A Simple Style Guide for C Programmers

Writing a program is not a private conversation between you and your computer, it is to be read by people ... you, your coworkers, the people who will maintain it, the people who replace you, etc. Here are some of the most basic stylist rules used by professionals:
  1. Indent 3 or 4 spaces (pick one). If your editor doesn't do this automatically for you get a better editor.
  2. If your indenting is over 4 levels deep then make the deeply indented code a procedure.
  3. Use blank lines between groups of lines of code that have a common purpose. In every 10 lines of code there should be at least one blank line.
  4. Use at least two blank lines before a procedure.
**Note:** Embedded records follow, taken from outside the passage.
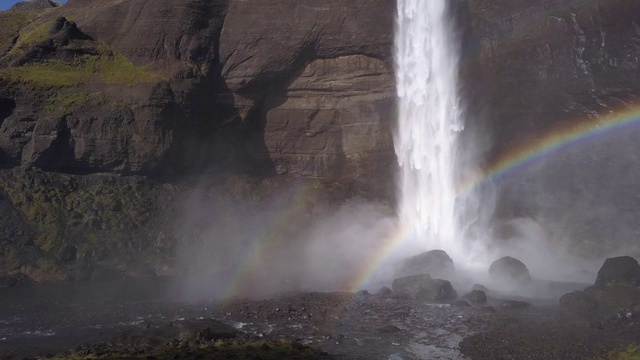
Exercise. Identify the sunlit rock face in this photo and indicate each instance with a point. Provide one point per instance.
(267, 87)
(535, 71)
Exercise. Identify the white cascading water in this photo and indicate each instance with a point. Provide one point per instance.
(427, 56)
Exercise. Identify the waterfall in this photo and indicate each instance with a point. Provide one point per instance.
(429, 122)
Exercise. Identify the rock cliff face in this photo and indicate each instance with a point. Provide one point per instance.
(271, 86)
(539, 68)
(149, 90)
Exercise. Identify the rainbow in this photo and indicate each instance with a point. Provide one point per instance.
(552, 142)
(522, 156)
(267, 243)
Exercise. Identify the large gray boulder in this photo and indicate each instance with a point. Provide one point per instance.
(509, 269)
(622, 269)
(434, 262)
(423, 287)
(617, 288)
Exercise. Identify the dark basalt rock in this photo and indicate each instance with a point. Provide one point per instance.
(385, 291)
(476, 296)
(509, 269)
(615, 289)
(423, 287)
(514, 304)
(623, 269)
(578, 301)
(30, 5)
(434, 262)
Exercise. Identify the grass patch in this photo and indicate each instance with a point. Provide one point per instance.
(240, 350)
(631, 352)
(108, 67)
(47, 74)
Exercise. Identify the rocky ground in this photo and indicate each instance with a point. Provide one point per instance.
(333, 325)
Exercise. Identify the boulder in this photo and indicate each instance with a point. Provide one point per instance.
(578, 301)
(614, 297)
(623, 269)
(385, 291)
(434, 262)
(476, 296)
(616, 288)
(509, 269)
(514, 304)
(423, 287)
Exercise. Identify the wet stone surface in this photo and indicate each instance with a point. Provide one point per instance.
(334, 325)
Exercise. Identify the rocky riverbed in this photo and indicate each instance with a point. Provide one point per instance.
(140, 320)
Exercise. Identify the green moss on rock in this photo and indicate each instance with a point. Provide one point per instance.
(107, 67)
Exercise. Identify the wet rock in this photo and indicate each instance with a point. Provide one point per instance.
(614, 297)
(461, 304)
(476, 296)
(616, 288)
(31, 5)
(434, 262)
(385, 291)
(480, 287)
(423, 287)
(13, 280)
(509, 269)
(623, 269)
(488, 309)
(514, 304)
(388, 329)
(205, 330)
(67, 253)
(578, 301)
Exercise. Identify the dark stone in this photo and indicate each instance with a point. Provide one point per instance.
(460, 303)
(423, 287)
(614, 296)
(514, 304)
(385, 291)
(67, 253)
(480, 287)
(476, 296)
(205, 330)
(434, 262)
(623, 269)
(578, 301)
(388, 329)
(30, 5)
(509, 269)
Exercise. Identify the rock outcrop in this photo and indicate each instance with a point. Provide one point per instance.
(434, 262)
(155, 92)
(423, 287)
(615, 290)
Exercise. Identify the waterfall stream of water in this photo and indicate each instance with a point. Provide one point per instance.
(430, 120)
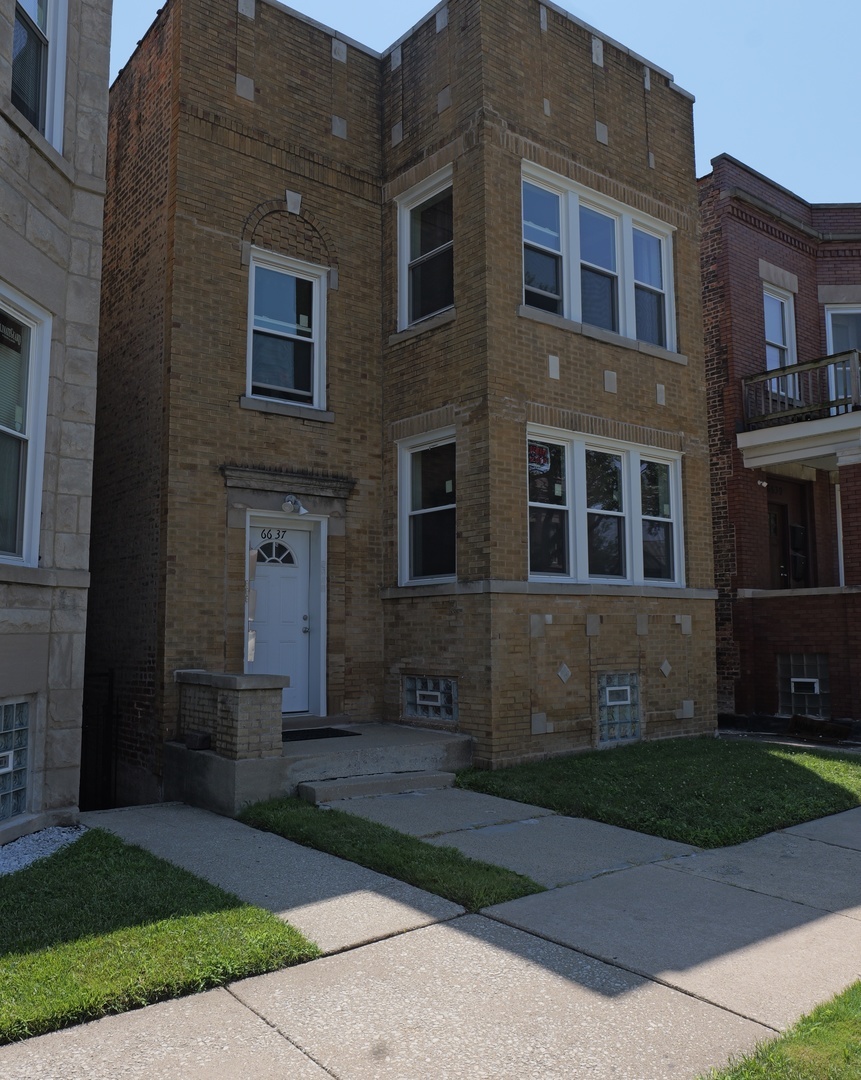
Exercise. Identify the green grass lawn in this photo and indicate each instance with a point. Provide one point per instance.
(445, 872)
(823, 1045)
(705, 792)
(102, 927)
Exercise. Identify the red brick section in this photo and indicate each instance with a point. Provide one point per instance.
(850, 511)
(747, 217)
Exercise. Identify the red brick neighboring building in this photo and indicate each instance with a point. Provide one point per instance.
(446, 299)
(782, 292)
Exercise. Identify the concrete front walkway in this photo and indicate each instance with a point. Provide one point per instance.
(644, 959)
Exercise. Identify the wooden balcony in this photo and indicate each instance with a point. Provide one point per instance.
(815, 390)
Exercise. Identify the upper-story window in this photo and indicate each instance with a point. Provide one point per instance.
(593, 260)
(603, 512)
(286, 329)
(843, 325)
(426, 279)
(779, 327)
(39, 65)
(25, 346)
(428, 508)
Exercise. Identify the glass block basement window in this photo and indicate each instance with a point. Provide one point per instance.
(429, 698)
(804, 688)
(14, 727)
(618, 706)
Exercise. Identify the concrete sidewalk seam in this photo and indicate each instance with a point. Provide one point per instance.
(384, 937)
(757, 892)
(610, 962)
(812, 839)
(276, 1028)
  5. Put a comment block before every procedure even if it is only a couple of lines.
  6. Always put a space after a comma.
  7. Never write a procedure in procedureal language that is more than a page long.
  8. If procedure calls are of the form procname(args) then there should be no space between the procname and the opening paren.
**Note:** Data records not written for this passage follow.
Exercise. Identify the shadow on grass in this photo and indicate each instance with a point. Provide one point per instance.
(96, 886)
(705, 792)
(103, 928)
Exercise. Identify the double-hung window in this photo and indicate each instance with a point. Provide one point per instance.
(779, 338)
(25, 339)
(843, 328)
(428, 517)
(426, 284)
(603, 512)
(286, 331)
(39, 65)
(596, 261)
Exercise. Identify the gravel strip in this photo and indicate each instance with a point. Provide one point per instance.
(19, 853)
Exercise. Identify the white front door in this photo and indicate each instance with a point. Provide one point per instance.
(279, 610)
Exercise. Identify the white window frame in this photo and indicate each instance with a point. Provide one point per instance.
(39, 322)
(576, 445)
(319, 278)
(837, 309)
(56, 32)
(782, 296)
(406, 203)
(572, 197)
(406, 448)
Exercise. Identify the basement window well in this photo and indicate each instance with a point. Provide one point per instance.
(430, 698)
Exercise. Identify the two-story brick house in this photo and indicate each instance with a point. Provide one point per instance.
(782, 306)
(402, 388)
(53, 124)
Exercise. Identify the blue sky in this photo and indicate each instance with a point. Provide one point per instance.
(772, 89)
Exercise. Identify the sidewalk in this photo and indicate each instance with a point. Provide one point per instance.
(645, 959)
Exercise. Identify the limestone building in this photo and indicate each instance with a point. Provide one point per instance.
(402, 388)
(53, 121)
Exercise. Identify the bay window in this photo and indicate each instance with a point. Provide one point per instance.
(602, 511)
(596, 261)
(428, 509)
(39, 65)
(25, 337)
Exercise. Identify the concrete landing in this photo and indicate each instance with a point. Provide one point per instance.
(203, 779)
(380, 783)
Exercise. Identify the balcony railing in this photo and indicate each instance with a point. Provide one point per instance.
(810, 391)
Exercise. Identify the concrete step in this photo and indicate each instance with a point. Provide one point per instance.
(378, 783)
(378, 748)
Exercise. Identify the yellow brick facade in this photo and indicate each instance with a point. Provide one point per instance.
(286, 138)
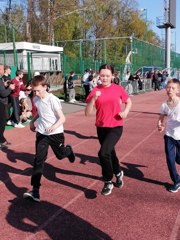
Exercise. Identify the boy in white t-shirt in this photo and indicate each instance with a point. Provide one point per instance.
(171, 109)
(50, 132)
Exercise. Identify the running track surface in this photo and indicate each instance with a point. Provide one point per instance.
(72, 207)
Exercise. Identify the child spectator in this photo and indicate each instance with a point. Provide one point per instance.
(71, 88)
(171, 109)
(19, 85)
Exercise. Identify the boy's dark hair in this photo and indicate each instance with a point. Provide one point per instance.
(107, 66)
(18, 72)
(38, 80)
(174, 80)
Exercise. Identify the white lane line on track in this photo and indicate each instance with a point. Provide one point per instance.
(174, 233)
(42, 226)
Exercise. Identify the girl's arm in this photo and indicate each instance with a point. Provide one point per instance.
(128, 105)
(160, 124)
(58, 123)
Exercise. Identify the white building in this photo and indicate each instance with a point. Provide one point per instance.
(43, 58)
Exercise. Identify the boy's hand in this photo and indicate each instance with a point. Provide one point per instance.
(160, 127)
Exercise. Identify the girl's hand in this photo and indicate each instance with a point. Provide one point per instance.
(161, 127)
(123, 114)
(32, 126)
(97, 94)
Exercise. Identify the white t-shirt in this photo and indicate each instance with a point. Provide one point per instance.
(173, 120)
(47, 108)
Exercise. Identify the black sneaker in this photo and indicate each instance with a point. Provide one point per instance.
(119, 180)
(32, 195)
(70, 153)
(174, 188)
(107, 189)
(3, 145)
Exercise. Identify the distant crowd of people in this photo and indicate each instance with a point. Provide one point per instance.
(112, 103)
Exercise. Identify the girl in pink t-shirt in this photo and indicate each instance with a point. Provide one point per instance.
(107, 99)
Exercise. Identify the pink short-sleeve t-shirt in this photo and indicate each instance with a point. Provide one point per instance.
(108, 105)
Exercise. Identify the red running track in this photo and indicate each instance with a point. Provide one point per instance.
(72, 207)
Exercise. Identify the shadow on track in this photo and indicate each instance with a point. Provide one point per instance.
(58, 223)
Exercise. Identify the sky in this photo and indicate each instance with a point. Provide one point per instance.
(155, 9)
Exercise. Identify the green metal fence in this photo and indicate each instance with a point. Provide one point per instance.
(82, 54)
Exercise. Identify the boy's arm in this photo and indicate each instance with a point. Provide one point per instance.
(61, 119)
(160, 124)
(31, 124)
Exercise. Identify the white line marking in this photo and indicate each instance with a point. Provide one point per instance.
(174, 233)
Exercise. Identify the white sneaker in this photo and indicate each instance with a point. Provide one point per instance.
(19, 125)
(9, 123)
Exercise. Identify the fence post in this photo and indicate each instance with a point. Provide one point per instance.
(29, 66)
(104, 51)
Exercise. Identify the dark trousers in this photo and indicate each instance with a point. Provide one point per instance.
(108, 137)
(43, 142)
(3, 115)
(172, 150)
(15, 117)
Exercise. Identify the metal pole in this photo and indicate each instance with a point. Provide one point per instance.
(105, 51)
(29, 66)
(168, 49)
(14, 46)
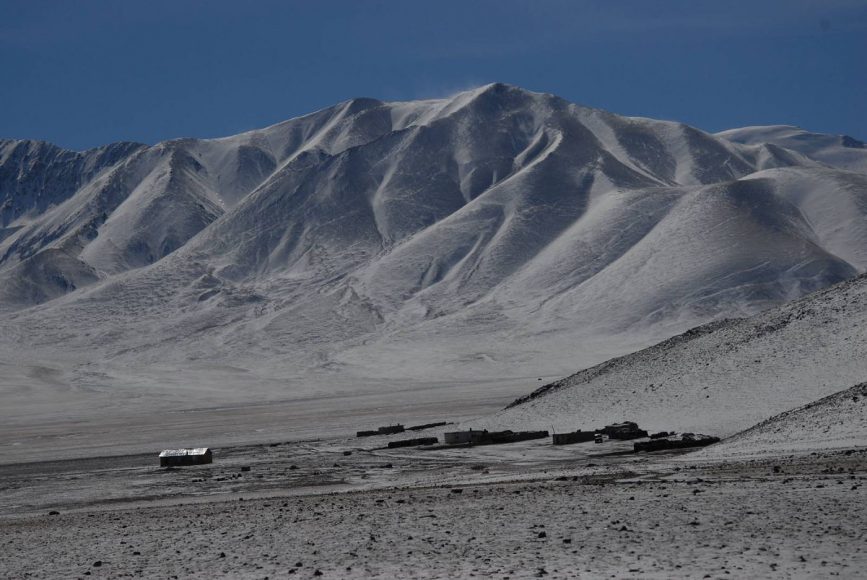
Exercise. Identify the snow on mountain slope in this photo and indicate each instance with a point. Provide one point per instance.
(836, 421)
(841, 151)
(719, 378)
(497, 235)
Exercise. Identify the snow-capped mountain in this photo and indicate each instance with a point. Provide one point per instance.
(495, 235)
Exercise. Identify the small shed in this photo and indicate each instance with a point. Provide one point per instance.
(177, 457)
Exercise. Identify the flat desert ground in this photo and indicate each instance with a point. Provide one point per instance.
(350, 508)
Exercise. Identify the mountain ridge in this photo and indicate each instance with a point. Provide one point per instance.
(488, 236)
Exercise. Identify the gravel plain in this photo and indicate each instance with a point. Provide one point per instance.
(574, 512)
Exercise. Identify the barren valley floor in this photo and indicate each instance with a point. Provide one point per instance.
(512, 511)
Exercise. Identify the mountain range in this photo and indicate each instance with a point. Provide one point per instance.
(495, 236)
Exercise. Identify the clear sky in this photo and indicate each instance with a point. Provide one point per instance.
(83, 73)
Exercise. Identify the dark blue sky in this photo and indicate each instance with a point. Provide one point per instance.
(85, 73)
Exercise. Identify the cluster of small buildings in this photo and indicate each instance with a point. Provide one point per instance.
(620, 431)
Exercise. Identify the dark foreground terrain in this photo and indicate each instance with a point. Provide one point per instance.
(577, 512)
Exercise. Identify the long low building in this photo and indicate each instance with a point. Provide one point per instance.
(178, 457)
  9. If there is a keyword followed by an opening paren allowed in the language then there should be a space between the keyword and the paren as in: while (
  10. In C try to hide opening braces and expose closing braces.
    	if (test(y)) {
    	    stmt1;
    	    stmt2;
    	}
    
  11. An opening brace should always be preceeded by a blank.
  12. If you have a single statement after an if or looping construct and you don't provide a separate block for it (such as using braces in C++) then put the single line right after the if.
     
    	if (test) x = func(y);
    
    not
     
    	if (test) 
    	    x = func(y);
    
  13. Use meaningful variable names. Trivial counters and temporaries can be single letters but the rest should have meaning. Bad variable names include things like x, thx1138, blah, and stuff.
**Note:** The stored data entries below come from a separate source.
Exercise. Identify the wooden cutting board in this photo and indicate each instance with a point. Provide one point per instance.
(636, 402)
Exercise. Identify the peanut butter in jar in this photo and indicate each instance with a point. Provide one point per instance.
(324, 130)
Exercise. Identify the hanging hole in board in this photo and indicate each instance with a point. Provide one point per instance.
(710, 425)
  14. Avoid mixing declarations and executable code in the middle of blocks. Move declarations to the beginning of blocks when possible. If this moves the declarations away from the scope of use then create a block specifically for defining the scope of the declarations. (This is part of the good programming practice of avoiding multiple meaning or use for a single statement/variable etc.)
  15. Avoid just pasting cloned code around in a program, when a procedure can be created and duplicate code removed. Only do this if it is logical.
  16. Apply these rules consistantly throughout your program. You lead a reader into your style. Don't change it on them midstream.